I’m no grammar nazi, but it doesn’t take much of a cynic to figure that we are more easily misled and fooled when we don’t take our language seriously.

Consider the plethora of possibilities when a political candidate’s religion is questioned and he answers, “I believe in Jesus Christ.”

Don’t get me wrong. We say those words every Sunday in the Apostles’ Creed or the Nicene Creed. Yet we do not stop there in the confession of our beliefs, which include facts about the Christ: the only begotten Son of God, born of the Virgin Mary, was crucified, died, and was buried, rose from the dead, and so forth.

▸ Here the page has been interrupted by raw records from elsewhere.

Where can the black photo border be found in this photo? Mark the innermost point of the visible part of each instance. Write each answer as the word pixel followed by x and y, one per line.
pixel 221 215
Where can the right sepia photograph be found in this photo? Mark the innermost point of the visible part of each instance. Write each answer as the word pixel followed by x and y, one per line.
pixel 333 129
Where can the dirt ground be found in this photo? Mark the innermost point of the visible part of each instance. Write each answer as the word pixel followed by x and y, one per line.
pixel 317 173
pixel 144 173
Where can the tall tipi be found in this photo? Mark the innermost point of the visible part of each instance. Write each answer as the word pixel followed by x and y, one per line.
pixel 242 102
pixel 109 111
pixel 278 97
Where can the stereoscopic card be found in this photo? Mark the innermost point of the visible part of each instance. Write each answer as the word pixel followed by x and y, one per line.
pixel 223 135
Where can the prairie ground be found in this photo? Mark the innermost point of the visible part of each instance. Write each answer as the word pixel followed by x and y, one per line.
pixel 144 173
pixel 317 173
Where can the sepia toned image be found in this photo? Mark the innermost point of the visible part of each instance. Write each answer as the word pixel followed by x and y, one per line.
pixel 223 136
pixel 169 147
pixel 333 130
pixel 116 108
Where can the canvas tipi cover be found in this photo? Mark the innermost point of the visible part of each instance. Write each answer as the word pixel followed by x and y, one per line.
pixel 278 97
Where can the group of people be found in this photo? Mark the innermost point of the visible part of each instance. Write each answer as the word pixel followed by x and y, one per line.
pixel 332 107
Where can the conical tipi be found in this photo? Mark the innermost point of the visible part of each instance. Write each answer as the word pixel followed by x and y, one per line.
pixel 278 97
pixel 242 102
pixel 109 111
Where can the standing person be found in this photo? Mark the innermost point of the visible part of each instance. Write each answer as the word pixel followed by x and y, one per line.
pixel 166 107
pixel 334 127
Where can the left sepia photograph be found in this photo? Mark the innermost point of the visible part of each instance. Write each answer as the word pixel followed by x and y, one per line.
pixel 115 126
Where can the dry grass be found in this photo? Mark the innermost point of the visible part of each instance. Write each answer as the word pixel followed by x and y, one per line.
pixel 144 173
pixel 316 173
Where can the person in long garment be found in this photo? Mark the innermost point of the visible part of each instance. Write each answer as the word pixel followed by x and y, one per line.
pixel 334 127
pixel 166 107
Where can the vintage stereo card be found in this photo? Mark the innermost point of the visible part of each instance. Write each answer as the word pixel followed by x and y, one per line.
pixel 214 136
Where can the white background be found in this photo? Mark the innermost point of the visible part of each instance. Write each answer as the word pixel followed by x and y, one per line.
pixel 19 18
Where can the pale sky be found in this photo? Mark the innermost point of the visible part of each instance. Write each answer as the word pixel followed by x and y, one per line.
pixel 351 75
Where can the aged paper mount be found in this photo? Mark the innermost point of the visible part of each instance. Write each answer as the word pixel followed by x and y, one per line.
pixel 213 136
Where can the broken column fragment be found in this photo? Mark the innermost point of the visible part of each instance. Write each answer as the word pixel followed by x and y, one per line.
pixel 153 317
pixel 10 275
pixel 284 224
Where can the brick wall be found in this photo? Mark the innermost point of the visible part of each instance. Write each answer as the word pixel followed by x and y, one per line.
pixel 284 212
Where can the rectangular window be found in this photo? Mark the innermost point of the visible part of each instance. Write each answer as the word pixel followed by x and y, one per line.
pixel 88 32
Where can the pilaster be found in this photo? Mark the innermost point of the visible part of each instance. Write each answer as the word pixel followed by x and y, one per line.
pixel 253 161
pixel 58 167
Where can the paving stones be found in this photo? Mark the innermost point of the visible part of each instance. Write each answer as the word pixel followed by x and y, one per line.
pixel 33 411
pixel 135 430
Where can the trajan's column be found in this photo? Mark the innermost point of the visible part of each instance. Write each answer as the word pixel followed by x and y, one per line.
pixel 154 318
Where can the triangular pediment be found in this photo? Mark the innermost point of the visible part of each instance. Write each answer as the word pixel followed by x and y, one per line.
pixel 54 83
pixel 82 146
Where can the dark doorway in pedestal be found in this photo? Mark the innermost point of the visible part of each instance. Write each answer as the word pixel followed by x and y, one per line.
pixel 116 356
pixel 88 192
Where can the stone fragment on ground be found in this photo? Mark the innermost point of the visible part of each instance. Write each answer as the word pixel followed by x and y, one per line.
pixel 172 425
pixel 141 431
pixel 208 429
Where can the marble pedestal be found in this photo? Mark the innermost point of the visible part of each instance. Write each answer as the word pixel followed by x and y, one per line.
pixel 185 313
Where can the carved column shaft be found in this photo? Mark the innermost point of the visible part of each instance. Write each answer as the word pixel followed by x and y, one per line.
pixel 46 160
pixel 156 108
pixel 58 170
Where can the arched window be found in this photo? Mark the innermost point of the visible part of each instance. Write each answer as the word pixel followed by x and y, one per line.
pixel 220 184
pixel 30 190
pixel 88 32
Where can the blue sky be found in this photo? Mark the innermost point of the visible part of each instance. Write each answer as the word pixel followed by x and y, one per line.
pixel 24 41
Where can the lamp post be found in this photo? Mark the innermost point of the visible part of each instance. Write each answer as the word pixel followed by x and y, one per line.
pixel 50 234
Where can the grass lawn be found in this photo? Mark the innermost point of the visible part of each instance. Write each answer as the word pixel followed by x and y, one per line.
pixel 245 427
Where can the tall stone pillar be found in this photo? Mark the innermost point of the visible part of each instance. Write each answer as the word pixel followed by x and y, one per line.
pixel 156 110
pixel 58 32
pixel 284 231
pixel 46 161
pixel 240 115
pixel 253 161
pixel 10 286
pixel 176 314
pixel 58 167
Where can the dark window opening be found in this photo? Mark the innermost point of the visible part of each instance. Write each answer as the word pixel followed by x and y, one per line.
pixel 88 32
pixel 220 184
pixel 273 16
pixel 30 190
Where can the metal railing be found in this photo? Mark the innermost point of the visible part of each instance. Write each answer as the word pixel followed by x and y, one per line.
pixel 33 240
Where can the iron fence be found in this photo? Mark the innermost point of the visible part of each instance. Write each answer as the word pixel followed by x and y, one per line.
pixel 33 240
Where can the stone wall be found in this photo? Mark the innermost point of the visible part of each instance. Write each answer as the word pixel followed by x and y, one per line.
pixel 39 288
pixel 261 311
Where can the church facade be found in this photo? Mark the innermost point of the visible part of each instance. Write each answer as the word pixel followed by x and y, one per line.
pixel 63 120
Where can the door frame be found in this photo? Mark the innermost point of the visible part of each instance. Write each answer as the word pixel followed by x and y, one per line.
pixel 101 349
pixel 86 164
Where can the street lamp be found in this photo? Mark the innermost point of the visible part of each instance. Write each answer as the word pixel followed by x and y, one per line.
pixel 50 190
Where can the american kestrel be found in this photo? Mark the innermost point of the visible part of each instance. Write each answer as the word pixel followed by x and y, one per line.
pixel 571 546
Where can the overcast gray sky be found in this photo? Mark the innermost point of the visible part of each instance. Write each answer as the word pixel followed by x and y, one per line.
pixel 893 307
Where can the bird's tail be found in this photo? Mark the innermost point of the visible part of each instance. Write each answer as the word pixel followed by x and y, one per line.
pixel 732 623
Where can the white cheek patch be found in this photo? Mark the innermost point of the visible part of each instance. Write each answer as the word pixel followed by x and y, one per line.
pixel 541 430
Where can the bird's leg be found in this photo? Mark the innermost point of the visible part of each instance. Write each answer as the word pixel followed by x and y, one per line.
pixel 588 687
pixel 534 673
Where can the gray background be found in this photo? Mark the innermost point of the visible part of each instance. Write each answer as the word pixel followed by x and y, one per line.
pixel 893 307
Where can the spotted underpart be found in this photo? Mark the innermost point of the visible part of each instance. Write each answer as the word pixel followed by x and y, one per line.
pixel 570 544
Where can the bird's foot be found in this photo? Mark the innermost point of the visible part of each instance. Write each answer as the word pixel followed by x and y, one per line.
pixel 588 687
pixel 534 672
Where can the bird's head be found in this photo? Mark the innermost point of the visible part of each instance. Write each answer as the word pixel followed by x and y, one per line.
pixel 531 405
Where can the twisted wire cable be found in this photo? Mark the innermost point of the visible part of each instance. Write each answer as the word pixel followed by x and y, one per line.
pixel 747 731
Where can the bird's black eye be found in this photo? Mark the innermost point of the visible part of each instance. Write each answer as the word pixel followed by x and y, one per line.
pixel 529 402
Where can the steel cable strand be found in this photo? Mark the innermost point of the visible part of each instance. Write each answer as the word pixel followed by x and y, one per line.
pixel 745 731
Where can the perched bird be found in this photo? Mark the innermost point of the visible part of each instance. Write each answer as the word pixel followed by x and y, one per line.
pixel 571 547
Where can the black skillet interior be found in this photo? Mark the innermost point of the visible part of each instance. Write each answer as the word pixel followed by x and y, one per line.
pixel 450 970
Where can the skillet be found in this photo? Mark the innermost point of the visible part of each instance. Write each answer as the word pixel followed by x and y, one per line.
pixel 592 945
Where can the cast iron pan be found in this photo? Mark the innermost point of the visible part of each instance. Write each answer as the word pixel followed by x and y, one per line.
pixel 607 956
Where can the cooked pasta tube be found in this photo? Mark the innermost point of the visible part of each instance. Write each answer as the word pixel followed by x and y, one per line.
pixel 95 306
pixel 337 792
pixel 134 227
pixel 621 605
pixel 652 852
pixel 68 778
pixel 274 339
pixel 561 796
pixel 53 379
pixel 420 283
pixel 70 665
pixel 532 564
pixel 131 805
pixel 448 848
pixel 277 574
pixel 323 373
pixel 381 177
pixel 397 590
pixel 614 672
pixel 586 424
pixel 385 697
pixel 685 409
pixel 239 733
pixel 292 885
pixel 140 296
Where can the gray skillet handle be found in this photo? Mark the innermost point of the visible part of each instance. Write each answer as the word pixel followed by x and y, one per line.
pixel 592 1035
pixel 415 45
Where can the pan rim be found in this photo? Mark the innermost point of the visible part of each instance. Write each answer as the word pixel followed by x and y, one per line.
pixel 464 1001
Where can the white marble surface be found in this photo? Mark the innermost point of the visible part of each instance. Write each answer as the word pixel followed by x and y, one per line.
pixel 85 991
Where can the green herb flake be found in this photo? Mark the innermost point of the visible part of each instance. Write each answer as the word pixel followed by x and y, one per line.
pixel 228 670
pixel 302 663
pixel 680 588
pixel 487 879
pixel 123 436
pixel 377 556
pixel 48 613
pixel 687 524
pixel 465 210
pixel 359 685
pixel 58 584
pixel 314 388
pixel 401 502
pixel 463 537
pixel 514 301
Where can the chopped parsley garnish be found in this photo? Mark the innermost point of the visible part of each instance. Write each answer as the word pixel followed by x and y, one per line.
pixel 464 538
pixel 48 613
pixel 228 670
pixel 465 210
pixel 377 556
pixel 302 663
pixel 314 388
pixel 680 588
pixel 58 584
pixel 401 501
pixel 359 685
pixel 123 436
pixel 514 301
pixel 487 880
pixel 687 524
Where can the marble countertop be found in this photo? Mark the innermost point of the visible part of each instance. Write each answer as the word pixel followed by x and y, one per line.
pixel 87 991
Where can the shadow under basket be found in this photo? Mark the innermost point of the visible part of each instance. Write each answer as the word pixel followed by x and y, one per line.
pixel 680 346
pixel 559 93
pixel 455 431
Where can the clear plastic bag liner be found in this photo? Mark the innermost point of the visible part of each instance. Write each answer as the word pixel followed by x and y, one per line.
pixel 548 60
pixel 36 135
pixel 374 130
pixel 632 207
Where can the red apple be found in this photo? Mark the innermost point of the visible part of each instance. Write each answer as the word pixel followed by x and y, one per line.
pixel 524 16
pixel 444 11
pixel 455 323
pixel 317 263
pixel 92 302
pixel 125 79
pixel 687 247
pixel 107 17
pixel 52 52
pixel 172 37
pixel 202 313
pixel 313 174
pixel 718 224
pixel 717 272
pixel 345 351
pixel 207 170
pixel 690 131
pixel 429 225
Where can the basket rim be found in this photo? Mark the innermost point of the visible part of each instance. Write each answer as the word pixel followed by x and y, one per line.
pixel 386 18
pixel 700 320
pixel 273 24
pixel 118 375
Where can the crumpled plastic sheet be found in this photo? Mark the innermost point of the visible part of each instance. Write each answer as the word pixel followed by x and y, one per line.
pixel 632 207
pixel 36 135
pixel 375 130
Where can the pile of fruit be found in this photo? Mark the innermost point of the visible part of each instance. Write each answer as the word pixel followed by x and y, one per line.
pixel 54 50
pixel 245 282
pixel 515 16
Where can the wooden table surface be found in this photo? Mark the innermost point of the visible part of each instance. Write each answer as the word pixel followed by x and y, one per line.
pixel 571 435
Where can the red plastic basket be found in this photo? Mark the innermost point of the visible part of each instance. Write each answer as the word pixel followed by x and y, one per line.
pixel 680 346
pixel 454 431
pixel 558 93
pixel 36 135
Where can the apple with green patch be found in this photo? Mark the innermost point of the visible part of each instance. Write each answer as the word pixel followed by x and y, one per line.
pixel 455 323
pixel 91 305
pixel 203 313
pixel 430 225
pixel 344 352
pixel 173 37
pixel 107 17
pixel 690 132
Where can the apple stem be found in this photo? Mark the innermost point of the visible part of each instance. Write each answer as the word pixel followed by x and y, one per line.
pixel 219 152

Just the statement “I believe in Jesus” itself is entirely up to interpretation nowadays. Mormons believe in Jesus. Muslims believe in Jesus. Pagan historians such as Josephus believed in Jesus. They just don’t believe the same things about Jesus that most Christians do.

The recent debate between Albert Mohler, Jr., and Orson Scott Card about Mormonism and Christianity began something like this: Mohler laid out the common beliefs of “traditional orthodox Christianity”, and Card answers back, well, if you define it that way, we aren’t Christians, but who are you to define it that way?

Believing in Jesus has morphed from the concrete “whoever believes in me” in various parts of John to a postmodern trap where I can say I believe in Jesus and you can fill in the god of your choosing.

It is no longer sufficient for me to know what you are talking about when you say you believe in God, or Jesus. And so, if you really want me to know what you believe, you must come up with some statement that is succinct yet informative. When you do that, you have a creed. If it’s one or more of the ecumenical creeds, then you and I are on similar wavelengths.

The desire to get away from creeds and limiting oneself to talking about deeds has a detrimental effect. It plays into the sects who mumble the magic words, “we believe in Jesus,” but would fall short of actually believing in Him as He desires. It is a tool that evil uses to keep iron from sharpening iron.

Error is rarely as easily recognized as a New World Translation or a Koran. It poses as truth until it is accepted as truth and the real truth is kicked out.